Wages among sticking points in S. Korea's foreign caregiver trial
The Straits Times|August 19, 2024
Debate over authorities’ move to peg salary to minimum wage and caregivers’ duties
Wendy Teo
Wages among sticking points in S. Korea's foreign caregiver trial

As the first batch of 100 Filipino caregivers arrived in Seoul on Aug 6 in a pilot programme to introduce foreign caregivers to South Korea, controversies are already swirling.

Apart from confusion over job scope and a debate on cultural differences, the biggest bone of contention is the Seoul authorities' decision to peg their salaries to the country's minimum wage of 9,860 won (S$9.60) per hour.

Including South Korea's four mandatory insurance schemes covering pension, health, employment and workers' compensation, and based on an eight-hour, fiveday work week, the workers stand to earn 2.38 million won per month, which is nearly half of the country's average monthly household income of 5.44 million won.
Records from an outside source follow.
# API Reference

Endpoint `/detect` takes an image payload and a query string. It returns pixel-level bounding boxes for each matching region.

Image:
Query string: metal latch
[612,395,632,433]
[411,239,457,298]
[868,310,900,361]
This would make South Korea the highest-paying employer of foreign domestic workers in Asia, more than the minimum 200,000 yen (S$1,780) monthly salary that Japan pays its foreign domestic workers and about four times what Singaporean and Malaysian employers pay before levies.

The project, a joint initiative by the Seoul metropolitan government and the Korean Ministry of Employment and Labour, aims to boost population growth and counter a labour shortage in the caregiving and nursing industries.
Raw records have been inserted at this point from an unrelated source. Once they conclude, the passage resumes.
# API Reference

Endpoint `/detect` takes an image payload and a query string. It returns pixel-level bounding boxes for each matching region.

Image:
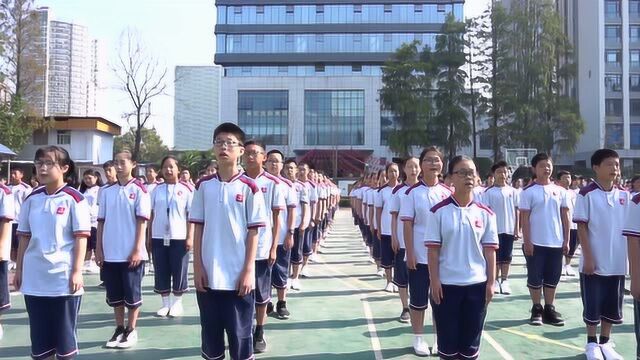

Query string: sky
[36,0,491,147]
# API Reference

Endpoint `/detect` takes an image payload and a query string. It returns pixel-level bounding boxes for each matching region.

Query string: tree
[380,41,433,157]
[114,30,167,160]
[433,14,471,159]
[113,128,169,163]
A Bank of Korea report in March 2024 had highlighted a critical shortage of 1.55 million workers to care for the country's sick, elderly and young by 2042 due to a rapidly ageing society. The country has a population of 51.7 million.

The report had recommended paying foreign caregivers wages below the legal minimum wage to alleviate the financial burden of families who hire them. But this was met with protests from civic groups, which called it "discriminatory and anti-human rights".

One of the groups, Migrant Forum Asia, told The Straits Times that the caregivers should be recognised as "skilled workers, not as domestic workers, which means receiving the appropriate minimum wage and providing workers with social protection".